–Что ж, я буду с Вами откровенен. Вы намереваетесь сообщить всей Австро-Венгрии, а после – и всему миру о своем открытии, так? А это значит, речи свои Вы будете начинать примерно так: «Приехал я как-то раз в столичную больницу святого Роха и обнаружил повышенную смертность от сепсиса. Посмотрел на своих коллег и понял – какие же они дураки, что в 19 веке, когда хлорное обеззараживание с успехом применяется в другой части страны, да и во всем мире, не удосужились помыть руки и тем самым по сути отняли жизни у сотен женщин?!» Так? И что же после этого прикажете делать нам? В петлю? Или в тюрьму? Поругать честь клиники, честь профессии врача…
–Что Вы говорите, доктор Клейн?! О какой чести врача можно рассуждать, когда Вы впрямую отказываетесь от исполнения своего профессионального долга… в угоду каким-то мещанским соображениям!
–Это не мещанство, мой юный друг!

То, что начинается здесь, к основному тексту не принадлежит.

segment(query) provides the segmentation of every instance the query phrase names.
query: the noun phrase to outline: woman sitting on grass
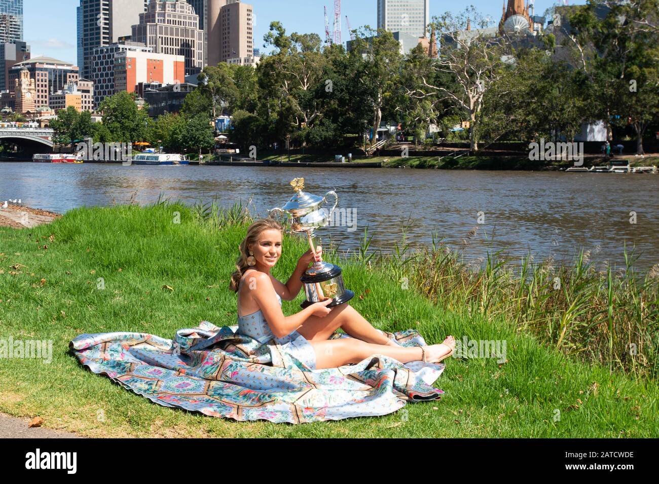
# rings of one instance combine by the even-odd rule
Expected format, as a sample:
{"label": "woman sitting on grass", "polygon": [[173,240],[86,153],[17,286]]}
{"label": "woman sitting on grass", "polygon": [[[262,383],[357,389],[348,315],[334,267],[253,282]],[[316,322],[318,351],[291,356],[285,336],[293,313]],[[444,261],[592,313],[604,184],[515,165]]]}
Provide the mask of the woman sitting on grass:
{"label": "woman sitting on grass", "polygon": [[[331,299],[285,316],[281,300],[295,299],[302,288],[300,278],[310,263],[320,260],[322,250],[319,247],[315,255],[310,250],[304,254],[284,284],[270,274],[281,255],[283,230],[281,224],[273,219],[258,220],[247,229],[240,244],[237,270],[229,283],[238,293],[238,333],[262,344],[274,339],[308,369],[336,368],[374,354],[405,363],[439,363],[453,354],[455,342],[451,336],[441,344],[403,348],[374,328],[349,304],[328,308]],[[339,328],[352,338],[328,339]]]}

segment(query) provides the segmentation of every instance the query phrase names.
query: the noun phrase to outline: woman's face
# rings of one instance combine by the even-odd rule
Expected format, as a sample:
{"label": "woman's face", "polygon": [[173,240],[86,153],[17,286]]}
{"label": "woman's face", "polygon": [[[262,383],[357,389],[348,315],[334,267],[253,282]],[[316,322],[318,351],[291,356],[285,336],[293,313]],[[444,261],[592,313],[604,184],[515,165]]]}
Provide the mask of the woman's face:
{"label": "woman's face", "polygon": [[273,267],[281,256],[281,232],[275,229],[264,230],[249,249],[258,265]]}

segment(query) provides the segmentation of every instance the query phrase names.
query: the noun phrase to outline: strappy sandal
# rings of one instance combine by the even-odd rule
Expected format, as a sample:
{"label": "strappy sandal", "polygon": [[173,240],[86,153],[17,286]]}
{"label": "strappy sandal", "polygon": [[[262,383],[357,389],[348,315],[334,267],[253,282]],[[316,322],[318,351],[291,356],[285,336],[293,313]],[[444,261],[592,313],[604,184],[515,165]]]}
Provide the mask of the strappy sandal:
{"label": "strappy sandal", "polygon": [[[445,346],[448,346],[447,344],[445,344],[444,343],[442,343],[442,344],[444,344]],[[426,350],[424,349],[423,346],[419,346],[419,348],[421,348],[422,361],[424,363],[428,363],[428,362],[426,360]],[[440,360],[438,361],[437,361],[437,362],[433,362],[433,363],[442,363],[442,362],[443,362],[444,360],[445,360],[446,358],[449,358],[450,356],[453,356],[453,352],[455,352],[455,349],[451,350],[447,354],[445,354],[444,356],[442,356],[441,358],[440,358]]]}

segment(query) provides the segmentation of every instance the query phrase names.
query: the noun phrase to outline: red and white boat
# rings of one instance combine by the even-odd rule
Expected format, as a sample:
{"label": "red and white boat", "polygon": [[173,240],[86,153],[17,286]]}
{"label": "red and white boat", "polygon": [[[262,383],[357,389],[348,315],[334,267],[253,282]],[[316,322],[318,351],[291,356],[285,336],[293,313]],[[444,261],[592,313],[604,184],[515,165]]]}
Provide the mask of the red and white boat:
{"label": "red and white boat", "polygon": [[32,161],[36,163],[81,163],[82,159],[76,157],[75,155],[64,153],[48,153],[45,155],[35,155]]}

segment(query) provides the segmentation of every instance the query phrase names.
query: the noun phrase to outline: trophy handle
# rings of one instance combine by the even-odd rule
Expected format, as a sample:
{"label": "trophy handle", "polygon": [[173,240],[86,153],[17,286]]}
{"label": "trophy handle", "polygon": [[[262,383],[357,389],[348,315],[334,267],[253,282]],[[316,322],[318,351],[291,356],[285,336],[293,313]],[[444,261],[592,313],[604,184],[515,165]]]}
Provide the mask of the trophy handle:
{"label": "trophy handle", "polygon": [[323,197],[323,200],[326,202],[327,201],[328,195],[333,195],[334,198],[335,199],[334,202],[334,206],[332,207],[331,210],[330,211],[330,217],[331,217],[331,214],[334,213],[334,211],[336,210],[337,205],[339,205],[339,196],[336,194],[336,192],[332,190],[325,194],[325,196]]}
{"label": "trophy handle", "polygon": [[[279,213],[281,213],[281,214],[283,214],[284,215],[286,215],[286,212],[285,211],[284,211],[281,209],[277,207],[277,208],[270,209],[270,210],[268,210],[268,216],[272,217],[273,212],[279,212]],[[272,218],[274,218],[274,217],[272,217]]]}

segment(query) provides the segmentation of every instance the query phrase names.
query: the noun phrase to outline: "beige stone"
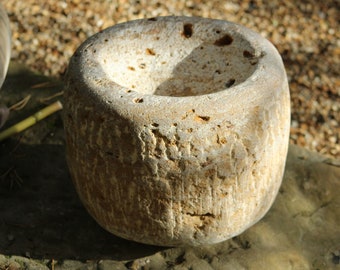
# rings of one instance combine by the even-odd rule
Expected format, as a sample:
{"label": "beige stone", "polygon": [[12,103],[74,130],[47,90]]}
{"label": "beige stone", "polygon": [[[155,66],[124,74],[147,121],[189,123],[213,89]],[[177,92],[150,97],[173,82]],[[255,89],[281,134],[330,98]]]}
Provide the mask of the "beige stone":
{"label": "beige stone", "polygon": [[272,205],[290,102],[282,60],[260,35],[191,17],[118,24],[77,50],[66,88],[71,175],[108,231],[212,244]]}

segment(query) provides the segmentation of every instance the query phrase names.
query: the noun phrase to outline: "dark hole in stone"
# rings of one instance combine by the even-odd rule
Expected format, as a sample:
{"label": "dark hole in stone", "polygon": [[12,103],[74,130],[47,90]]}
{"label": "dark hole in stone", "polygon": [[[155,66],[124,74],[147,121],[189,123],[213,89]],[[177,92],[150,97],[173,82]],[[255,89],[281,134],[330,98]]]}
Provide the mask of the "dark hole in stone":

Это жизненная необходимость сохранить жизнь и свободу людей, которых Вы обвиняете в убийствах! Получается, что жизни одних Вы собираетесь спасать за счет жизней других! А этого я, как главный врач, не могу допустить!
–Что же мне делать?
–Я разрешаю Вам применение антисептических средств в пределах клиники. Но если Вы растрезвоните об этом по всему миру, то можете смело покидать пределы больницы.
–Это Ваше окончательное решение? – помолчав немного, уточнил Земмельвайс.
–Да.
–В таком случае, прощайте. Нам не о чем с Вами говорить.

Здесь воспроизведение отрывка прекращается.